# Homework Help: Roots and factor theorem

1. Oct 1, 2012

### safat

1. The problem statement, all variables and given/known data
knowing a,b and c are roots 3x^3-x^2-10x+8=0
show that:
1) 1/a+1/b+1/c=5/4
2)a^2+b^2+c^2=61/9

2. Relevant equations
factor theorem --> (x-a)(x-b)(x-c)

3. The attempt at a solution
can only use factor theorem:
therefore (x-a)(x-b)(x-c)--> up to: x^3-x^2(a+b+c)+x(ac+bc+ab)-abc
no idea where to go now!

Last edited: Oct 1, 2012
2. Oct 1, 2012

### tiny-tim

welcome to pf!

hi safat! welcome to pf!

(try using the X2 button just above the Reply box )

(1) = what / what ?

(2) = (a+b+c)2 minus … ?

3. Oct 2, 2012

### safat

thanks tiny-tim.

that's what I got by confrontating the original equation (for the record:3(x3-1/3x2-10/3x+8/3)=0 )
and x3-x2(a+b+c)+x(ac+bc+ab)-abc=0

1/a+1/b+1/c=(ac+bc+ab)/abc=(-10/3)/(-8/3)=5/4

should I use the quadratic formula or can I go by guessing?
I got (a+b+c)2-2(ac+bc+ab)=(-1/3)2-2(-10/3)=61/9

4. Oct 2, 2012

### tiny-tim

hi safat!

(btw, no such word as "confrontate" … i think you mean "compare"! )
yup!
(i'm not sure what you mean by the quadratic formula, but anyway …)

yes, guessing is fine, so long as you check that your guess works!

5. Oct 2, 2012

### safat

thanks again tiny-tim!
you also provide a really efficient proof reading service!

tbh, I have done it by guessing.
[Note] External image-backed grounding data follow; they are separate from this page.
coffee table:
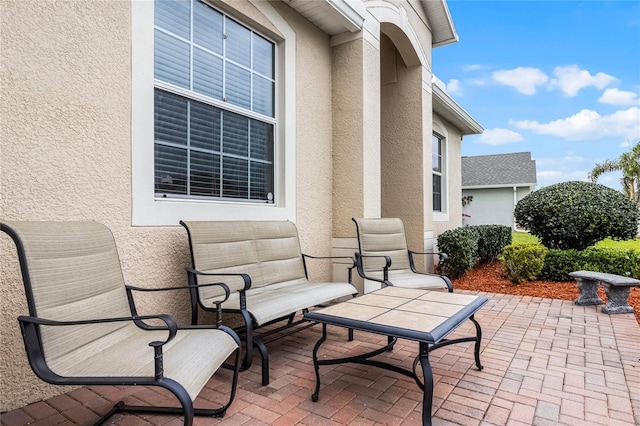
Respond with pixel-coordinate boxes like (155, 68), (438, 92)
(304, 286), (488, 426)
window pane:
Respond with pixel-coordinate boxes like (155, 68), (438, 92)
(225, 18), (251, 68)
(155, 144), (187, 195)
(155, 90), (188, 146)
(253, 74), (274, 117)
(250, 161), (273, 200)
(432, 135), (442, 173)
(190, 101), (220, 151)
(433, 174), (442, 211)
(155, 0), (190, 39)
(193, 1), (223, 54)
(250, 119), (273, 161)
(222, 156), (248, 199)
(153, 0), (276, 204)
(191, 151), (220, 196)
(225, 62), (251, 109)
(253, 34), (273, 78)
(222, 111), (249, 157)
(193, 47), (223, 99)
(155, 29), (190, 88)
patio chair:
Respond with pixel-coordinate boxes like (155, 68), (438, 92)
(1, 221), (241, 426)
(352, 217), (453, 292)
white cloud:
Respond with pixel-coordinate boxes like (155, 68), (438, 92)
(550, 65), (617, 97)
(446, 79), (463, 96)
(536, 169), (590, 188)
(492, 67), (548, 95)
(466, 78), (487, 87)
(477, 128), (524, 145)
(598, 88), (640, 106)
(463, 64), (483, 71)
(511, 107), (640, 140)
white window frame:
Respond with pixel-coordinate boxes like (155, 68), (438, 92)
(432, 120), (449, 222)
(132, 0), (296, 226)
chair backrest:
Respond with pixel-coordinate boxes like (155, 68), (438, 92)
(1, 221), (132, 366)
(181, 221), (307, 300)
(352, 218), (411, 273)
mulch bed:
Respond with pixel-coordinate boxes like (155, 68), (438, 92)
(451, 262), (640, 326)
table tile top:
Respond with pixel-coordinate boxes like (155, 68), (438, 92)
(307, 286), (487, 343)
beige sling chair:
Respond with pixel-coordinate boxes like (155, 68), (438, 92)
(352, 218), (453, 292)
(1, 221), (241, 426)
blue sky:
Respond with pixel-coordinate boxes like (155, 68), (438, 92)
(433, 0), (640, 190)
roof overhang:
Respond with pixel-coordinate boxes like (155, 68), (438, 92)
(433, 78), (484, 135)
(420, 0), (458, 47)
(283, 0), (458, 48)
(281, 0), (365, 35)
(462, 184), (537, 190)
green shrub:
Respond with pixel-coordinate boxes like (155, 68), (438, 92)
(540, 247), (640, 281)
(437, 227), (478, 279)
(474, 225), (512, 263)
(514, 181), (640, 250)
(502, 244), (547, 283)
(539, 249), (582, 281)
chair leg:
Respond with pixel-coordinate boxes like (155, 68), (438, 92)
(239, 310), (255, 371)
(255, 338), (270, 386)
(95, 352), (243, 426)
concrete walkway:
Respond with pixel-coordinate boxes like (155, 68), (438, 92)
(2, 291), (639, 425)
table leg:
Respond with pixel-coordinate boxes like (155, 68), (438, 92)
(311, 324), (327, 402)
(469, 314), (484, 370)
(419, 342), (433, 426)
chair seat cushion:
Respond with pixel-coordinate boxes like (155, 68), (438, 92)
(367, 270), (448, 290)
(204, 281), (356, 325)
(47, 325), (238, 401)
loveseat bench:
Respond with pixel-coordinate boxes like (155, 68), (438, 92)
(181, 220), (358, 385)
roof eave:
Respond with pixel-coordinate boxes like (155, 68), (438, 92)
(462, 183), (537, 190)
(420, 0), (459, 48)
(433, 83), (484, 135)
(282, 0), (365, 36)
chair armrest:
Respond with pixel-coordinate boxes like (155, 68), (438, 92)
(126, 281), (232, 303)
(302, 253), (357, 267)
(186, 268), (252, 292)
(408, 250), (449, 273)
(302, 254), (357, 283)
(354, 253), (392, 283)
(18, 313), (178, 347)
(407, 251), (453, 292)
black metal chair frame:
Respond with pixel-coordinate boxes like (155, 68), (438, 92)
(184, 251), (357, 386)
(352, 218), (453, 292)
(3, 223), (242, 426)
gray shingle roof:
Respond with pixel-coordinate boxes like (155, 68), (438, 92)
(462, 152), (537, 188)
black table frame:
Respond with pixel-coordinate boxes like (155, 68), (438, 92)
(304, 292), (487, 426)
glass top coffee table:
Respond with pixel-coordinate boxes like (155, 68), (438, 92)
(304, 286), (488, 426)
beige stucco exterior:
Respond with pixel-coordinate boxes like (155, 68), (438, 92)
(0, 0), (480, 410)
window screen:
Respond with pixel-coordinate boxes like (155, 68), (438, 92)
(154, 0), (275, 202)
(432, 134), (443, 212)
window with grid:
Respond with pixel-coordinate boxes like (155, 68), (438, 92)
(432, 133), (443, 212)
(154, 0), (275, 202)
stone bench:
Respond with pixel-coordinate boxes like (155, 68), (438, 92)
(569, 270), (640, 314)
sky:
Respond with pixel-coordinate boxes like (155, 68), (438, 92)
(433, 0), (640, 190)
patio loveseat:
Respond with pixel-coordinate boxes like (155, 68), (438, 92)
(181, 220), (358, 386)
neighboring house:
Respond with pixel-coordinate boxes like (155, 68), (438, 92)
(462, 152), (537, 229)
(0, 0), (481, 410)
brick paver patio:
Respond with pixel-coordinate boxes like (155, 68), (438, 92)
(2, 290), (639, 425)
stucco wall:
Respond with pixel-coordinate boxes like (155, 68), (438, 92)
(0, 0), (468, 411)
(0, 0), (335, 411)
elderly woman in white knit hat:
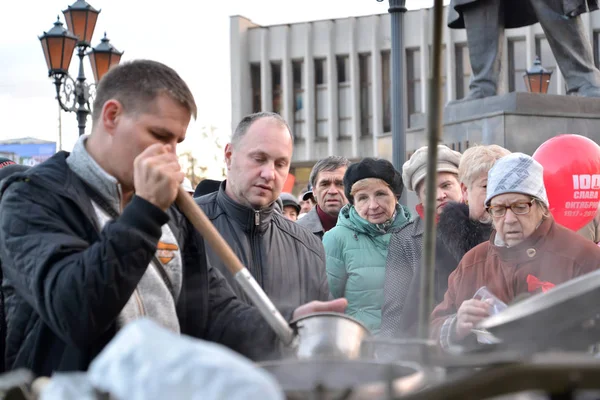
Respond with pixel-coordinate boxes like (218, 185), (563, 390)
(430, 152), (600, 350)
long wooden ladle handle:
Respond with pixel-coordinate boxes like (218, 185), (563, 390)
(175, 187), (244, 275)
(175, 187), (295, 345)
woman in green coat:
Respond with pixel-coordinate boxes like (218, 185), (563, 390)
(323, 158), (411, 334)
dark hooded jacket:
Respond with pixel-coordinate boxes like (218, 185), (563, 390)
(195, 183), (329, 311)
(0, 164), (30, 373)
(0, 152), (281, 376)
(380, 202), (492, 338)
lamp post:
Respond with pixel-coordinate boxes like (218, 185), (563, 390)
(523, 56), (553, 94)
(39, 1), (123, 137)
(377, 0), (407, 204)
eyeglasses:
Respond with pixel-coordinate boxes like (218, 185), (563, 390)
(486, 200), (535, 218)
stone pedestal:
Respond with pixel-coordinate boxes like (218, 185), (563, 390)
(377, 92), (600, 159)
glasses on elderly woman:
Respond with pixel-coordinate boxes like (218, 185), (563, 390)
(486, 200), (535, 218)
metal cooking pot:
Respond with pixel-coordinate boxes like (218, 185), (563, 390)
(258, 358), (428, 400)
(289, 312), (371, 360)
(478, 268), (600, 353)
(360, 337), (438, 364)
But it looks like the great majority of my peers used the quadratic formula (x=-b+-(√b2-4ac)/2a)
I was wondering how it could be done that way.

6. Oct 2, 2012

### tiny-tim

beats me!

Of course if it happens that you can explicitly find all the roots then that is a viable option. In this particular example the roots turned out to be easy to find, but what if the question was slightly different, say $3 x^3 - x^2 -10x +7 = 0$. Your method would still work just as easily, but your class mates would presumably find the going much tougher.